For his part, King — whose book The Riot Within has just hit bookstands — observed, “We spend too much time trying to make peace in somebody else’s house when we don’t really have peace in our own house.”
Both General Jeff and Linda Jay honored Rodney King for his perseverance and for his graceful “Can’t we just all get along” at the height of the riots named in his honor.
“‘Rodney King’ has become an icon, a symbol, a verb — and I was ‘Rodney Kinged” before Rodney was himself,” said Jeff.
“When I look at that video of Rodney being beaten, I still get tears in my eyes,” said Jay, who has lost a son to gang violence.
“From Rodney King to Trayvon Martin, we’ve gone from ‘beat down’ to ‘hunt down, beat down, shoot down.'” said Jay, author of I Was There: My Life As An Activist. “The common denominator is ‘down’ – because they always want to keep us down.”
Several panelists noted that contrary to the perceptions shaped primarily by the media, the 1992 unrest was widespread and not just contained within South Central Los Angeles. Outbreaks of looting, beatings, and arson were reported across the County — including in Culver City, Hollywood, mid-Wilshire, West L.A. and Beverly Hills.
Charmaine Jefferson, a fourth-generation Angeleno, living in New York City in 1992, watched the news coverage on television. “I couldn’t believe they were characterizing this as isolated in South Central Los Angeles when the footage clearly showed that the outbursts were in places like mid Wilshire,” she said. “In a lot of footage, there wasn’t a Black face in the crowd, yet they kept framing this as ‘South Central Los Angeles.'”

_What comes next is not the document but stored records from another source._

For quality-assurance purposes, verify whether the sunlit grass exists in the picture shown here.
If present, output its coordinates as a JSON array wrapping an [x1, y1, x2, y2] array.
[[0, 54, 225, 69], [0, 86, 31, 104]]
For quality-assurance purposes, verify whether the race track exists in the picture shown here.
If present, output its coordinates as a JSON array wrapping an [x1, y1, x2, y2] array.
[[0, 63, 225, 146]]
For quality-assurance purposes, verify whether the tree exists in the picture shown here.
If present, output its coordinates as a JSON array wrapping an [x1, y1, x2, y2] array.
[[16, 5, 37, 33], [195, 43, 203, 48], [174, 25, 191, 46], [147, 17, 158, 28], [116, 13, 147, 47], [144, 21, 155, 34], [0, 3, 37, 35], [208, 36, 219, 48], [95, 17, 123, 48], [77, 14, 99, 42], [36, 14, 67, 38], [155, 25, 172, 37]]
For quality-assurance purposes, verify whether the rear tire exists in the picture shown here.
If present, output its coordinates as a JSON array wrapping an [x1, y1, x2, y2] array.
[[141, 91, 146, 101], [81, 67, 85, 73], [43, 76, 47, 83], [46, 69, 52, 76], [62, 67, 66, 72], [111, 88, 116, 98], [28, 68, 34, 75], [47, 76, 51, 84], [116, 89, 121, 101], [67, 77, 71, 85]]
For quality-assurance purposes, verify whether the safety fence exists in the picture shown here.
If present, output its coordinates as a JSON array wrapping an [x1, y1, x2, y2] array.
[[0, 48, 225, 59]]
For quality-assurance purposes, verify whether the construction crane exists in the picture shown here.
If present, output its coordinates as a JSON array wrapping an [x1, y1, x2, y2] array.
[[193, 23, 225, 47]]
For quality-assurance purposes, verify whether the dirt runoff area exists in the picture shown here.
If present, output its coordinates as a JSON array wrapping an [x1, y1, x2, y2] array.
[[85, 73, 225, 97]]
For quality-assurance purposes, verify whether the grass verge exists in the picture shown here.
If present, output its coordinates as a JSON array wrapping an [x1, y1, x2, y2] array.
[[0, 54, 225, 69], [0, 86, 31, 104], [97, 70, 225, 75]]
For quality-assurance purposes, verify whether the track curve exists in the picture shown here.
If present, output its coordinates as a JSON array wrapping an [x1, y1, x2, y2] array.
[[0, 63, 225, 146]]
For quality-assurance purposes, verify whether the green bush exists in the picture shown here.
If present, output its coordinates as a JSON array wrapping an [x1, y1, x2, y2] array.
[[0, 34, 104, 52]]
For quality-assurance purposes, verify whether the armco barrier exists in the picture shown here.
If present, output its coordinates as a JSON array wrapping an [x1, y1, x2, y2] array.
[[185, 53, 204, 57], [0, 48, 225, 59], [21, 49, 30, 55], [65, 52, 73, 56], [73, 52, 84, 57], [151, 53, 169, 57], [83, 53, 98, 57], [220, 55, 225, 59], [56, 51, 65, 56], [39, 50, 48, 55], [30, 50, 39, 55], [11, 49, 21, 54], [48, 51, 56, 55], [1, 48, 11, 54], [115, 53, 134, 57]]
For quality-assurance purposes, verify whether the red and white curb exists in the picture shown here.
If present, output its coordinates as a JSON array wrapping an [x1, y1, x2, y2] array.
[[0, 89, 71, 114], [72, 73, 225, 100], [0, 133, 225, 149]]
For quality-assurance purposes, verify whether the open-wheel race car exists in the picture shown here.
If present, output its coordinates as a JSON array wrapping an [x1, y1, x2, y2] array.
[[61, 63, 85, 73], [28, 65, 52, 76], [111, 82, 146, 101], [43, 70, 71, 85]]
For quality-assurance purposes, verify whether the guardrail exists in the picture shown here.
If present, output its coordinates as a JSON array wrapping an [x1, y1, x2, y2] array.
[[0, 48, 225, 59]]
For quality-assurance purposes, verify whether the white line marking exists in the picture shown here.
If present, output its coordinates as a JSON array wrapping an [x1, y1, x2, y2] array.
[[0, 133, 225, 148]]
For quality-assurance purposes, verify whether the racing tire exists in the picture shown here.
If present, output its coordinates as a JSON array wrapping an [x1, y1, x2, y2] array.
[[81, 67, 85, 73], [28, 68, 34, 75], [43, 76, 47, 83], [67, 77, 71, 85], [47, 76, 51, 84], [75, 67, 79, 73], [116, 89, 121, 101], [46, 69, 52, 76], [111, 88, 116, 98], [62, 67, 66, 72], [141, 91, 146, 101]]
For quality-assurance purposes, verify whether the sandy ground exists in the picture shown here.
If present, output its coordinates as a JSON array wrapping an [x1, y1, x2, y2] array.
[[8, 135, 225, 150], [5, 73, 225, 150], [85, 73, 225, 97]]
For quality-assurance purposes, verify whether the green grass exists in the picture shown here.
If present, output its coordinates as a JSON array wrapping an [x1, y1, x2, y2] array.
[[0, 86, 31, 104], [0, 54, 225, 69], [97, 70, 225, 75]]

“We are not building a culture of achievement for our children so they’ll be ready to compete,” she said. “They watch too much television, admire too many sports heroes, try too hard to look like Beyonce, when they should be getting their brain cells working.” As the discussion closed, Rice aptly echoed the theme of her book as she talked about the responsibility of the power structure. Said Rice, “a riot is a demand of the power structure and power concedes nothing without a demand.” — a powerful message, it appears, we still have yet to learn.